Supreme Court: CHS dispute must go through tax appeal process

2013-04-17T12:45:00Z 2014-08-25T07:43:32Z Supreme Court: CHS dispute must go through tax appeal processBy JAN FALSTAD jfalstad@billingsgazette.com The Billings Gazette

The Montana Supreme Court has ruled in favor of the state Revenue Department in a property tax dispute with CHS Inc.

Yellowstone County Treasurer Max Lenington said that since 2009, CHS has disputed the way Montana assessed its property taxes, chiefly on the Laurel refinery. CHS has appealed nearly $14.6 million in property taxes from 2009 through 2012, he said.

The Supreme Court ruling was procedural. The court ruled that CHS' challenge must be raised through Montana’s administrative tax appeal process before resorting to the courts.

CHS began disputing its case administratively and then sued in Yellowstone County District Court. When that court ruled against it, CHS appealed to the Montana Supreme Court.

CHS said it filed its protest in District Court so the issue would be resolved more quickly, but it will pursue an appeal administratively as soon as possible.

"We continue to believe that the Laurel refinery has been assessed millions of dollars in excess property value in comparison to other area refineries, as much as twice as much," said CHS spokeswoman Lani Jordan. 

While protests are being resolved, individuals and companies must pay their property taxes into an escrow account.
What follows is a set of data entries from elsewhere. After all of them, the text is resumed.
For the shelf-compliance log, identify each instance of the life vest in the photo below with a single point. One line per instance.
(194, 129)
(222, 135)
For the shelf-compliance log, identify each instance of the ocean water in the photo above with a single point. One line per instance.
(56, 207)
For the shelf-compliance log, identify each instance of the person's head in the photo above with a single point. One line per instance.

Laurel Superintendent Tim Bronk said in 2009 the district spent the protested money and had to pay it back when CHS won a legal round.

Since then, the district has been spending protested tax funds conservatively, he said, including delaying technology purchases, using textbooks longer and cutting travel expenses.
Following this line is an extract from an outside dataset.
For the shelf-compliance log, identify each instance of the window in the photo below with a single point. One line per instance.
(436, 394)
"I would be happy to have this protest over with and resolved," Bronk said.

In addition to the Laurel refinery, CHS operates marketing facilities in Gallatin and Missoula counties.

Gene Walborn, division administrator for the state Revenue Department in Helena, welcomed the court's decision.
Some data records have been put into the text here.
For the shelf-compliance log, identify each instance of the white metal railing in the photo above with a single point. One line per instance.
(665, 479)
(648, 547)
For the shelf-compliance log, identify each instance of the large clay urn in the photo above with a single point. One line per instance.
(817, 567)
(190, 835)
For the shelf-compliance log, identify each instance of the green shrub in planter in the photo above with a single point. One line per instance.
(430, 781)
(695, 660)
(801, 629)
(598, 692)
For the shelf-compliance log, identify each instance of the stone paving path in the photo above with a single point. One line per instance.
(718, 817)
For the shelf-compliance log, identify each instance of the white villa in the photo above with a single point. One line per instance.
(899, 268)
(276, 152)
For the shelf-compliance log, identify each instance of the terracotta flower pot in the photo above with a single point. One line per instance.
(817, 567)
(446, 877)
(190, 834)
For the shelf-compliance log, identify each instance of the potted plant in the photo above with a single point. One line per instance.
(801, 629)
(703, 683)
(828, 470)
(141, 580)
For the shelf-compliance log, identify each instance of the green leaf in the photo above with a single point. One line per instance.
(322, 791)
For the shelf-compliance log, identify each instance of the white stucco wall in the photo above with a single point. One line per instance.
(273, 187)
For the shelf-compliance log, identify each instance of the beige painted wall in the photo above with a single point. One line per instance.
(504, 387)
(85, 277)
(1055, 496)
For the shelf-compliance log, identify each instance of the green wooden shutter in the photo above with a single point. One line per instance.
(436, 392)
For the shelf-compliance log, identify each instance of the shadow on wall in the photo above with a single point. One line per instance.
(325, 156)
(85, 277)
"I don't think they can effectively appeal this to the U.S. Supreme Court," said Revenue Department spokesman Mary Ann Dunwall.

Some other major corporations doing business in Montana also have disputed the Revenue Department’s methods and procedures. Phillips 66 is protesting some of its taxes administratively, so it won't be affected by this ruling, Walborn said.

Verizon, Bresnan Broadband, now called Optimum, AT&T and Puget Sound Energy are also protesting their property taxes in Yellowstone County. After several years of protests by large companies, the county is holding about $35 million in disputed taxes, Lenington said.

Meanwhile, the Montana Legislature has passed at least one bill calling for interim studies of the tax appeal process.